Essential Qualifications:

• 5+ years of hands‑on experience in Identity & Access Management or Security Engineering roles, with strong focus on CyberArk and PKI.
• Demonstrated enterprise experience implementing and operating CyberArk PAM solutions.
• Strong hands‑on experience with PKI concepts and technologies, including certificate lifecycle management, trust models, and cryptographic standards.
• Experience administering Microsoft AD Certificate Services (ADCS) and managing public SSL/TLS certificates.
• Solid understanding of privileged access concepts including credential vaulting, session management, and least privilege.
• Proficiency in scripting and automation using tools such as PowerShell or Python.
• Experience integrating CyberArk and PKI solutions with Active Directory, cloud platforms (Azure and/or AWS), and enterprise applications.
• Ability to independently own complex technical implementations while collaborating across a global organization.
• Strong troubleshooting, documentation, and communication skills.

Desirable Qualifications:

• Bachelor’s degree in Computer Science, Information Security, Engineering, or a related technical discipline.
• CyberArk certifications such as CyberArk Defender or equivalent.
• Experience with certificate management platforms such as Keyfactor or Venafi.
• Experience integrating PAM or PKI into CI/CD pipelines, DevOps workflows, or secrets management solutions.
• Familiarity with security and compliance frameworks such as SOX, ISO 27001, or NIST.
• Experience operating IAM or security platforms within a large, global, or highly regulated enterprise.

About UMG UK: We are Universal Music Group UK – the UK’s leading music‑based entertainment company. We exist to shape culture through the power of artistry. We help UK artists produce, distribute and promote the most critically acclaimed and commercially successful music to inspire and entertain fans at home and around the world.

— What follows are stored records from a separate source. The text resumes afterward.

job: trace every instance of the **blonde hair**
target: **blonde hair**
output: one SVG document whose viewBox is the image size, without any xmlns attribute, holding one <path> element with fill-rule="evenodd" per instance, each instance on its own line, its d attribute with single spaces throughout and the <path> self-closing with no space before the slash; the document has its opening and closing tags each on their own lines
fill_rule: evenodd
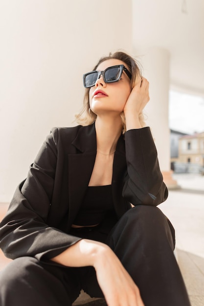
<svg viewBox="0 0 204 306">
<path fill-rule="evenodd" d="M 110 60 L 111 59 L 115 59 L 119 60 L 123 62 L 128 70 L 132 74 L 132 78 L 131 80 L 131 87 L 133 87 L 135 80 L 138 76 L 142 76 L 142 69 L 141 65 L 132 56 L 123 52 L 117 51 L 113 54 L 110 53 L 108 56 L 104 56 L 101 57 L 98 61 L 97 64 L 94 67 L 93 70 L 96 70 L 98 66 L 103 62 Z M 84 97 L 84 106 L 79 114 L 75 115 L 75 120 L 79 124 L 83 126 L 89 125 L 95 122 L 97 115 L 92 111 L 90 107 L 89 101 L 89 90 L 90 88 L 85 89 L 85 93 Z M 121 114 L 122 122 L 123 126 L 123 131 L 126 131 L 125 119 L 124 112 L 122 112 Z M 143 113 L 139 114 L 139 120 L 142 127 L 145 125 L 144 122 L 144 115 Z"/>
</svg>

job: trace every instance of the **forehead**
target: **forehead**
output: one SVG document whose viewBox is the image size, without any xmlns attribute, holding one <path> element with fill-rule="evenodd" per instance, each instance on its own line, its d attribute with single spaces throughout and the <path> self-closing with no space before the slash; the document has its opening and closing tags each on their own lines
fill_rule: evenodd
<svg viewBox="0 0 204 306">
<path fill-rule="evenodd" d="M 120 60 L 116 60 L 116 59 L 110 59 L 104 61 L 103 63 L 101 63 L 98 65 L 96 68 L 96 70 L 98 71 L 102 71 L 111 66 L 114 66 L 115 65 L 123 65 L 125 66 L 125 63 Z"/>
</svg>

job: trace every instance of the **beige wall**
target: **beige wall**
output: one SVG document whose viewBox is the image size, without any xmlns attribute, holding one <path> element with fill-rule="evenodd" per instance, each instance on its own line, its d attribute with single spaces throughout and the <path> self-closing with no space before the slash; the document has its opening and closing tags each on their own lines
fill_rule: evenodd
<svg viewBox="0 0 204 306">
<path fill-rule="evenodd" d="M 83 73 L 110 51 L 131 52 L 131 0 L 1 2 L 0 202 L 50 129 L 75 124 Z"/>
</svg>

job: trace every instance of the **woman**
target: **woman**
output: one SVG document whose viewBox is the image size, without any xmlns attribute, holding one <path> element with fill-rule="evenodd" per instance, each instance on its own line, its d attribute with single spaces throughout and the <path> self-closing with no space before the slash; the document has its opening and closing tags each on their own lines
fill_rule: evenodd
<svg viewBox="0 0 204 306">
<path fill-rule="evenodd" d="M 120 52 L 84 75 L 89 124 L 52 130 L 1 222 L 0 246 L 16 259 L 1 275 L 2 306 L 71 305 L 81 288 L 109 306 L 190 305 L 156 207 L 168 191 L 142 128 L 141 76 Z"/>
</svg>

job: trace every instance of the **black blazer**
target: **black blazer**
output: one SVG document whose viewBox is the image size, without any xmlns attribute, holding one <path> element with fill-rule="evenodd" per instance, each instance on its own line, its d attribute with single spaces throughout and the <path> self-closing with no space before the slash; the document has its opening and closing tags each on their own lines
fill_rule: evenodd
<svg viewBox="0 0 204 306">
<path fill-rule="evenodd" d="M 94 124 L 54 128 L 28 176 L 17 188 L 1 221 L 6 256 L 51 258 L 80 240 L 68 234 L 88 186 L 96 154 Z M 121 134 L 114 153 L 113 197 L 118 219 L 134 205 L 157 205 L 167 198 L 149 128 Z"/>
</svg>

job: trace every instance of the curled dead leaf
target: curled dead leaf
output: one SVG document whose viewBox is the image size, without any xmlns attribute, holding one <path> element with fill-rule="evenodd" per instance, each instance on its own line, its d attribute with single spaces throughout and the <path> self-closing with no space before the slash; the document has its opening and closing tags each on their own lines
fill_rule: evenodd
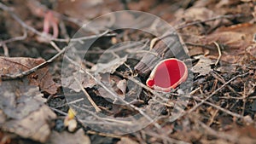
<svg viewBox="0 0 256 144">
<path fill-rule="evenodd" d="M 0 57 L 0 75 L 18 74 L 27 71 L 45 60 L 44 59 L 32 59 L 25 57 Z M 52 80 L 48 67 L 43 67 L 26 76 L 30 85 L 39 86 L 40 89 L 50 95 L 57 92 L 58 86 Z"/>
</svg>

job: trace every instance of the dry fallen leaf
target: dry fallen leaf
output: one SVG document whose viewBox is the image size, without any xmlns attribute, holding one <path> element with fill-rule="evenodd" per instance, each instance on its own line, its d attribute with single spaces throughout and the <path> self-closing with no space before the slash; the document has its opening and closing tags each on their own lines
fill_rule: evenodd
<svg viewBox="0 0 256 144">
<path fill-rule="evenodd" d="M 116 58 L 108 63 L 97 63 L 91 67 L 96 73 L 113 73 L 115 70 L 127 60 L 127 55 L 122 58 Z"/>
<path fill-rule="evenodd" d="M 73 75 L 62 78 L 62 86 L 72 89 L 76 92 L 79 92 L 81 89 L 79 84 L 75 81 L 74 78 L 77 78 L 79 80 L 80 80 L 80 84 L 84 86 L 84 88 L 92 88 L 94 85 L 96 85 L 96 81 L 88 74 L 84 72 L 74 72 Z"/>
<path fill-rule="evenodd" d="M 256 43 L 253 43 L 248 48 L 247 48 L 247 52 L 256 58 Z"/>
<path fill-rule="evenodd" d="M 117 94 L 120 98 L 124 99 L 126 92 L 126 80 L 122 79 L 118 76 L 104 73 L 101 75 L 101 81 L 105 86 L 110 88 L 113 93 Z M 98 92 L 104 98 L 115 100 L 105 89 L 99 87 Z"/>
<path fill-rule="evenodd" d="M 199 56 L 199 61 L 191 68 L 191 71 L 194 73 L 199 73 L 199 76 L 206 76 L 211 71 L 211 65 L 214 64 L 212 60 L 205 57 L 205 56 Z"/>
<path fill-rule="evenodd" d="M 44 104 L 38 87 L 23 81 L 3 81 L 0 85 L 0 128 L 24 138 L 45 142 L 55 114 Z"/>
<path fill-rule="evenodd" d="M 131 140 L 129 137 L 121 137 L 121 140 L 119 141 L 117 144 L 138 144 L 138 142 Z"/>
<path fill-rule="evenodd" d="M 32 59 L 25 57 L 0 57 L 0 75 L 18 74 L 27 71 L 45 60 L 44 59 Z M 43 67 L 35 72 L 26 76 L 30 85 L 39 86 L 40 89 L 50 95 L 56 93 L 58 86 L 52 80 L 51 75 L 47 67 Z"/>
<path fill-rule="evenodd" d="M 49 138 L 49 144 L 90 144 L 90 138 L 84 135 L 83 129 L 79 130 L 76 133 L 72 134 L 67 131 L 58 133 L 53 131 Z"/>
</svg>

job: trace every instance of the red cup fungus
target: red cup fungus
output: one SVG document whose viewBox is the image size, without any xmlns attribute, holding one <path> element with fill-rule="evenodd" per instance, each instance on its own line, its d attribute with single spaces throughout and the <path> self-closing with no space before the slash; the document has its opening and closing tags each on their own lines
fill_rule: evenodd
<svg viewBox="0 0 256 144">
<path fill-rule="evenodd" d="M 188 68 L 184 62 L 175 59 L 166 59 L 152 70 L 146 84 L 159 91 L 169 92 L 188 78 Z"/>
</svg>

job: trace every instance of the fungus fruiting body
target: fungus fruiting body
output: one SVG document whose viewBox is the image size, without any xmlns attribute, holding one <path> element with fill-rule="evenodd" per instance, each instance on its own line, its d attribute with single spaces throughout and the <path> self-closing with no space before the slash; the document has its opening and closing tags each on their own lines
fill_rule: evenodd
<svg viewBox="0 0 256 144">
<path fill-rule="evenodd" d="M 169 92 L 188 78 L 188 68 L 184 62 L 170 58 L 158 63 L 152 70 L 146 84 L 159 91 Z"/>
</svg>

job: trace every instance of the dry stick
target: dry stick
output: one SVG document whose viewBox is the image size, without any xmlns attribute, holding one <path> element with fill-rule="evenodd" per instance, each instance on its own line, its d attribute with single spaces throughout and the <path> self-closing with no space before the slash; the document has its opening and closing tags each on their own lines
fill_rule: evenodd
<svg viewBox="0 0 256 144">
<path fill-rule="evenodd" d="M 170 143 L 177 143 L 177 144 L 189 144 L 188 142 L 183 141 L 179 141 L 179 140 L 176 140 L 173 138 L 171 138 L 169 136 L 166 136 L 166 135 L 158 135 L 155 133 L 153 133 L 151 131 L 147 131 L 146 135 L 156 137 L 156 138 L 161 138 L 161 139 L 165 139 L 167 141 L 169 141 Z"/>
<path fill-rule="evenodd" d="M 188 27 L 189 26 L 193 26 L 193 25 L 196 25 L 196 24 L 200 24 L 200 23 L 204 23 L 204 22 L 209 22 L 209 21 L 213 21 L 216 20 L 219 20 L 219 19 L 225 19 L 225 18 L 237 18 L 237 17 L 241 17 L 241 16 L 245 16 L 242 14 L 226 14 L 226 15 L 219 15 L 219 16 L 216 16 L 211 19 L 207 19 L 205 20 L 197 20 L 197 21 L 194 21 L 194 22 L 189 22 L 188 24 L 183 24 L 182 26 L 178 26 L 177 27 L 177 29 L 183 29 L 184 27 Z"/>
<path fill-rule="evenodd" d="M 113 134 L 101 133 L 101 132 L 96 132 L 96 131 L 92 131 L 92 130 L 88 130 L 88 131 L 86 131 L 86 134 L 90 134 L 90 135 L 101 135 L 101 136 L 112 137 L 112 138 L 115 138 L 115 139 L 121 139 L 121 138 L 123 137 L 123 135 L 113 135 Z"/>
<path fill-rule="evenodd" d="M 212 128 L 210 128 L 209 126 L 207 126 L 207 124 L 205 124 L 204 123 L 202 123 L 201 121 L 196 121 L 196 123 L 198 123 L 200 125 L 201 125 L 202 128 L 204 128 L 206 130 L 207 130 L 211 135 L 230 141 L 235 143 L 237 142 L 237 138 L 236 136 L 233 136 L 231 135 L 227 135 L 223 132 L 215 131 L 214 130 L 212 130 Z"/>
<path fill-rule="evenodd" d="M 26 39 L 26 37 L 27 37 L 27 32 L 25 29 L 22 36 L 15 37 L 7 39 L 7 40 L 0 41 L 0 46 L 3 46 L 3 44 L 6 44 L 6 43 L 11 43 L 11 42 L 15 42 L 15 41 L 21 41 L 21 40 Z"/>
<path fill-rule="evenodd" d="M 201 100 L 201 99 L 200 99 L 200 98 L 198 98 L 198 97 L 195 97 L 195 96 L 193 96 L 193 99 L 197 100 L 197 101 L 203 101 L 203 100 Z M 212 107 L 215 107 L 215 108 L 218 109 L 218 110 L 220 110 L 220 111 L 222 111 L 222 112 L 226 112 L 226 113 L 228 113 L 228 114 L 230 114 L 230 115 L 231 115 L 231 116 L 233 116 L 233 117 L 237 117 L 237 118 L 243 118 L 243 117 L 241 116 L 240 114 L 237 114 L 237 113 L 235 113 L 235 112 L 231 112 L 231 111 L 226 110 L 226 109 L 224 109 L 224 108 L 223 108 L 223 107 L 219 107 L 219 106 L 217 106 L 217 105 L 215 105 L 215 104 L 213 104 L 213 103 L 211 103 L 211 102 L 208 102 L 208 101 L 205 101 L 204 103 L 205 103 L 205 104 L 207 104 L 207 105 L 210 105 L 210 106 L 212 106 Z"/>
<path fill-rule="evenodd" d="M 66 55 L 66 58 L 74 66 L 79 66 L 81 68 L 82 71 L 84 71 L 86 74 L 88 74 L 92 79 L 94 79 L 99 85 L 101 85 L 106 91 L 108 91 L 111 95 L 113 95 L 115 99 L 120 101 L 121 102 L 125 103 L 125 105 L 131 107 L 131 108 L 137 110 L 137 112 L 139 112 L 143 116 L 144 116 L 148 121 L 150 122 L 154 122 L 154 120 L 148 115 L 146 114 L 142 109 L 137 107 L 136 106 L 130 104 L 129 102 L 125 101 L 125 100 L 123 100 L 122 98 L 120 98 L 119 96 L 116 95 L 116 94 L 114 94 L 113 92 L 112 92 L 109 89 L 108 89 L 102 82 L 100 82 L 97 78 L 96 78 L 92 74 L 90 74 L 88 71 L 86 71 L 85 69 L 84 69 L 83 67 L 80 66 L 79 64 L 78 64 L 76 61 L 73 61 L 73 60 L 71 60 L 69 57 L 67 57 Z M 160 125 L 157 123 L 154 123 L 154 125 L 157 128 L 157 129 L 160 129 Z"/>
<path fill-rule="evenodd" d="M 75 105 L 73 105 L 73 107 L 74 107 L 77 108 L 77 109 L 80 109 L 80 110 L 82 110 L 82 111 L 84 111 L 84 112 L 88 112 L 89 114 L 92 115 L 93 117 L 95 117 L 95 118 L 97 118 L 97 119 L 103 120 L 103 121 L 107 121 L 106 124 L 108 123 L 108 124 L 113 124 L 113 123 L 112 123 L 112 124 L 109 124 L 109 122 L 116 122 L 116 123 L 114 124 L 114 125 L 116 125 L 116 124 L 133 125 L 133 123 L 131 122 L 131 121 L 119 120 L 119 119 L 113 119 L 113 118 L 102 118 L 102 117 L 99 117 L 98 115 L 96 115 L 94 112 L 89 111 L 89 110 L 84 109 L 84 108 L 83 108 L 83 107 L 78 107 L 78 106 L 75 106 Z M 84 120 L 79 119 L 79 121 L 80 121 L 80 122 L 83 122 L 83 121 L 84 121 Z M 89 123 L 88 120 L 85 120 L 85 123 L 88 124 L 88 123 Z M 93 123 L 94 123 L 94 124 L 98 124 L 99 122 L 98 122 L 98 121 L 97 121 L 97 122 L 95 122 L 95 121 L 94 121 Z M 92 124 L 92 123 L 91 123 L 91 124 Z M 104 124 L 104 122 L 103 122 L 102 124 Z"/>
<path fill-rule="evenodd" d="M 216 45 L 216 47 L 217 47 L 217 49 L 218 49 L 218 57 L 217 61 L 215 62 L 215 66 L 217 66 L 219 60 L 220 60 L 220 58 L 221 58 L 222 55 L 221 55 L 221 50 L 220 50 L 220 48 L 219 48 L 218 44 L 216 42 L 213 42 L 213 43 Z"/>
<path fill-rule="evenodd" d="M 212 71 L 212 76 L 214 77 L 214 78 L 218 79 L 220 83 L 225 84 L 225 80 L 217 72 Z M 231 86 L 228 85 L 228 88 L 236 95 L 240 96 L 239 93 L 237 93 Z"/>
<path fill-rule="evenodd" d="M 185 115 L 186 113 L 192 112 L 197 107 L 199 107 L 201 105 L 202 105 L 203 103 L 205 103 L 208 99 L 210 99 L 213 95 L 215 95 L 217 92 L 218 92 L 219 90 L 221 90 L 224 86 L 226 86 L 227 84 L 229 84 L 230 83 L 231 83 L 233 80 L 235 80 L 235 79 L 236 79 L 237 78 L 240 78 L 240 77 L 244 77 L 244 76 L 247 75 L 248 73 L 249 72 L 246 72 L 244 74 L 240 74 L 240 75 L 237 75 L 237 76 L 234 77 L 233 78 L 231 78 L 230 80 L 229 80 L 227 83 L 224 84 L 221 87 L 219 87 L 218 89 L 217 89 L 215 91 L 213 91 L 209 96 L 207 96 L 207 98 L 205 98 L 204 100 L 202 100 L 200 103 L 198 103 L 196 106 L 195 106 L 189 111 L 188 111 L 188 112 L 183 112 L 183 114 L 181 114 L 180 117 Z"/>
<path fill-rule="evenodd" d="M 65 50 L 66 50 L 67 47 L 65 47 L 63 49 L 61 49 L 59 53 L 57 53 L 55 55 L 54 55 L 52 58 L 50 58 L 49 60 L 34 66 L 33 68 L 31 68 L 27 71 L 25 71 L 23 72 L 18 73 L 18 74 L 5 74 L 5 75 L 0 75 L 0 79 L 2 80 L 11 80 L 11 79 L 17 79 L 17 78 L 21 78 L 25 76 L 27 76 L 34 72 L 36 72 L 37 70 L 38 70 L 39 68 L 42 68 L 44 66 L 45 66 L 47 64 L 51 63 L 53 60 L 55 60 L 57 57 L 59 57 L 61 55 L 62 55 Z"/>
<path fill-rule="evenodd" d="M 72 42 L 77 42 L 77 41 L 81 41 L 81 40 L 87 40 L 87 39 L 92 39 L 92 38 L 96 38 L 98 37 L 102 37 L 102 36 L 115 36 L 115 34 L 107 34 L 108 32 L 108 30 L 105 31 L 103 33 L 101 33 L 99 35 L 93 35 L 93 36 L 88 36 L 88 37 L 77 37 L 77 38 L 54 38 L 52 37 L 48 36 L 45 33 L 40 32 L 39 31 L 36 30 L 35 28 L 26 25 L 18 15 L 16 15 L 13 10 L 7 7 L 6 5 L 3 4 L 2 3 L 0 3 L 0 9 L 2 9 L 4 11 L 7 11 L 20 25 L 21 25 L 22 27 L 24 27 L 26 30 L 29 30 L 31 32 L 32 32 L 33 33 L 36 33 L 37 35 L 45 37 L 48 40 L 51 40 L 51 41 L 56 41 L 56 42 L 66 42 L 68 43 L 70 41 Z"/>
<path fill-rule="evenodd" d="M 5 43 L 3 44 L 4 56 L 9 57 L 9 49 Z"/>
<path fill-rule="evenodd" d="M 102 110 L 98 107 L 98 106 L 94 102 L 94 101 L 91 99 L 90 95 L 87 93 L 87 91 L 84 89 L 83 85 L 79 83 L 79 79 L 74 77 L 75 81 L 78 83 L 78 84 L 80 87 L 80 89 L 84 92 L 84 94 L 86 95 L 87 99 L 90 102 L 90 104 L 93 106 L 96 112 L 101 112 Z"/>
</svg>

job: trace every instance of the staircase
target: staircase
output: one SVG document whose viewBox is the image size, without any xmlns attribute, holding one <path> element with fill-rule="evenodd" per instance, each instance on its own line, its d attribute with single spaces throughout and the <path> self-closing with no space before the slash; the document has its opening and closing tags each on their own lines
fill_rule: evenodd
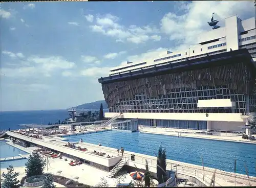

Bonus Tracks: Your Benefits:

• Group Personal Pension Scheme (between 3% and 9%)
• Private Medical Insurance
• 25 paid days of annual leave
• Interest Free Season Ticket Loan
• Holiday Purchase scheme
• Dental and Travel Insurance options
• Cycle to Work Scheme
• Salary Sacrifice Cars
• Subsidised Gym Membership
• Employee Discounts (Reward Gateway)

Just So You Know… The company presents this job description as a guide to the major areas and duties for which the jobholder is accountable. However, the business operates in an environment that demands change and the jobholder's specific responsibilities and activities will vary and develop. Therefore, the job description should be seen as indicative and not as a permanent, definitive, and exhaustive statement.